As we stated earlier, Aeschylus’s drama-play was not just about the Persians. As any good tragedian, he was sending a forewarning to the Greeks and other future empires about their will to power ambitions. The Sicilian expedition ended up costing the Greeks dearly. Not only were they humiliated, but the expedition ended up weakening them to the point of losing to Sparta in the Peloponnesian War. That expedition started with a small dispatch of about 20 ships which grew to over 100 triremes accompanied by 40,000 Athenian troops. Someone may draw parallels between President Kennedy’s expedition to Vietnam which also started as a small dispatch of advisors and limited operations, and later, under President Johnson, grew to over 500,000 soldiers. Somewhere behind the curtains, there is an accountant who keeps records of that “pruning shear of arrogance” as Aeschylus stated. The Frank Church Committee will write history in the mid-1970s, and he will be called the Last Honest Man in the book by the same title authored by James Risen and published a few months ago.
Coriolanus is one of the last two tragedies authored by Shakespeare, the other one being Anthony and Cleopatra, which also fits the message of this commentary. It’s based on the story of a decorated General who is feared by both friends and enemies, but who has no limitations on his own journey, also named the will to power. In the midst of Coriolanus’s hubris, the plebeians object to him becoming a Roman Consul. Coriolanus is enraged and loses his capacity to reason to the point of aligning with Rome’s enemies and leading an insurrection and an invasion against his own capital Rome! Hubris was at its glorious point, when reason and a bifurcated state of mind leans towards lunacy, only for catharsis to come when the enemies of Rome ended up killing Coriolanus after he brokered a peace agreement between them and the Romans.
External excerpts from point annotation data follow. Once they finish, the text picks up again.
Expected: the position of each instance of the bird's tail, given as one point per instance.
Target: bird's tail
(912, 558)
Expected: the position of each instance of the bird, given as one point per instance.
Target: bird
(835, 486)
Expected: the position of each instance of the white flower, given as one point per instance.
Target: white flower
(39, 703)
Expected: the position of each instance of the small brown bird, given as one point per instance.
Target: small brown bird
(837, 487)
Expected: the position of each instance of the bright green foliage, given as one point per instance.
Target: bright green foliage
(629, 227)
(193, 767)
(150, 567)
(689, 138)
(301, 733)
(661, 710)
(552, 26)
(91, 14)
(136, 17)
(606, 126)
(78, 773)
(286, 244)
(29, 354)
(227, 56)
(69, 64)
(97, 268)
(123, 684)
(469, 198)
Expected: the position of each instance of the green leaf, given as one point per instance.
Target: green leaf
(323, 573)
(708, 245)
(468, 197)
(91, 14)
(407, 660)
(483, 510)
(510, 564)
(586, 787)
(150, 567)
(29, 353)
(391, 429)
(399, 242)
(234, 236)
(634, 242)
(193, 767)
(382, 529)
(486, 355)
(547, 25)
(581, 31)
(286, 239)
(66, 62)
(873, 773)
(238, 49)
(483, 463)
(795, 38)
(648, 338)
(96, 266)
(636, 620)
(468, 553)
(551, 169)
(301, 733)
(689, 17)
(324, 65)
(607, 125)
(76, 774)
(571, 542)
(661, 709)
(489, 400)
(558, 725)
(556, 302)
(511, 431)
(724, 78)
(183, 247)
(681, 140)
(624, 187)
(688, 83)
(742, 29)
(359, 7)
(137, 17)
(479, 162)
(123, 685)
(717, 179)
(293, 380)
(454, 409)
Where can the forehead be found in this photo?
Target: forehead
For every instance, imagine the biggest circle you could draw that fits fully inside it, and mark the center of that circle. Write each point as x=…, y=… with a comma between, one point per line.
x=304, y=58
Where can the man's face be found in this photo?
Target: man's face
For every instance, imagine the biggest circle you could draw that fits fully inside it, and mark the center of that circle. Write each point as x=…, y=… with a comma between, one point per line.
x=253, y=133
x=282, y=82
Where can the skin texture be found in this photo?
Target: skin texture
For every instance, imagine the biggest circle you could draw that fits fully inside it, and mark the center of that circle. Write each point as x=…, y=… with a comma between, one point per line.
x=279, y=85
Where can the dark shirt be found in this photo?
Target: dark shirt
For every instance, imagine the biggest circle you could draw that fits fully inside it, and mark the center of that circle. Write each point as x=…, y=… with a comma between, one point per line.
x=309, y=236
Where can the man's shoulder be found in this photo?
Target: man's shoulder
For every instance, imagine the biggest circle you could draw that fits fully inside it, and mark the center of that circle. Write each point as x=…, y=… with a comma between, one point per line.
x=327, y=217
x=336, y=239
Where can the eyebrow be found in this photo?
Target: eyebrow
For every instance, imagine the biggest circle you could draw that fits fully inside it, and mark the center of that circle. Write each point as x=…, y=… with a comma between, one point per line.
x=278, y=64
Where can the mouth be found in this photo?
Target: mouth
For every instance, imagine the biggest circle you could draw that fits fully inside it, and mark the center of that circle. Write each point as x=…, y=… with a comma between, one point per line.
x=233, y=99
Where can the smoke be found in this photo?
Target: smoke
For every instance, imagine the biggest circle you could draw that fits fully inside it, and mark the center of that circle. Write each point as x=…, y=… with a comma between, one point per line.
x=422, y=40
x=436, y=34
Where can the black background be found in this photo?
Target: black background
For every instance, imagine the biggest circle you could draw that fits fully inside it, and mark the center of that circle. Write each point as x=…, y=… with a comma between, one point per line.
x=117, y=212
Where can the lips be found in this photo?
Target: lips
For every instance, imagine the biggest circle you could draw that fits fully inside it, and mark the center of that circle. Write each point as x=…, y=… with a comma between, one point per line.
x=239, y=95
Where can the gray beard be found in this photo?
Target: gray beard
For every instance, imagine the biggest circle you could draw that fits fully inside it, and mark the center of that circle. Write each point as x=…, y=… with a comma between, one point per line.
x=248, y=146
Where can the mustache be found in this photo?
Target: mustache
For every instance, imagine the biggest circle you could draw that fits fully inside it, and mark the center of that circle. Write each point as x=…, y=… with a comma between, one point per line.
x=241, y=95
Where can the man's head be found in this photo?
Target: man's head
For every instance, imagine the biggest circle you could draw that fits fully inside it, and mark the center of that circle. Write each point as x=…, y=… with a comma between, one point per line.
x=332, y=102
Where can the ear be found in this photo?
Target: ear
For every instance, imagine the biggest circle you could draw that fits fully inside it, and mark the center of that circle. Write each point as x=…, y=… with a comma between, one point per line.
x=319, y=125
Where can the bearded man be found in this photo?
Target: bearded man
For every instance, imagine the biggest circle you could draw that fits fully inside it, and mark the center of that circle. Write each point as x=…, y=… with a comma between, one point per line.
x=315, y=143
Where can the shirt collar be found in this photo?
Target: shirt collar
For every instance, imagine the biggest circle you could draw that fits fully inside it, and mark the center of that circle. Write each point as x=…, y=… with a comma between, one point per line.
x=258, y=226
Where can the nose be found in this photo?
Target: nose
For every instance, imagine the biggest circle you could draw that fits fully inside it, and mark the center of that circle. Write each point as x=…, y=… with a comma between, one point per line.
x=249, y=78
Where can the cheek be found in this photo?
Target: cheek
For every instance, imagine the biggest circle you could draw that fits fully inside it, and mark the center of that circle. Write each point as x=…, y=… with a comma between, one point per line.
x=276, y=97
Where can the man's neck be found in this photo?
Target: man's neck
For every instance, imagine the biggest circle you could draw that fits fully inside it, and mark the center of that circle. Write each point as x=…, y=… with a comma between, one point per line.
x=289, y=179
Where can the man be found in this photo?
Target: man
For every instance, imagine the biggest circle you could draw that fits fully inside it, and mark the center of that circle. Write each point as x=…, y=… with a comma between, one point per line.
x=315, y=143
Obviously, that great General (Caius Marcius Coriolanus) had forgotten Aeschylus’ warnings.
So what does all of this tell us about the equity market trajectory? The figure below may point to a break in the relationship between the Fed’s balance sheet and the trajectory of the equity market, as it shows an upward trend for the S&P 500 at a time when the balance sheet of the Fed shrinks. Is such a break sustainable?
Before we close, we need a few more words about that Aeschylean accountant, mentioned above, who keeps records of that “pruning shear of arrogance.” But then I thought, what better way to close this commentary than to describe that accountant with an echo from the island of Patmos in Johnny Cash’s song titled “The Man Comes Around”?
“And I heard a voice in the midst of the four beasts
And I looked and behold a pale horse
And his name that sat on him was death, and hell followed with him.”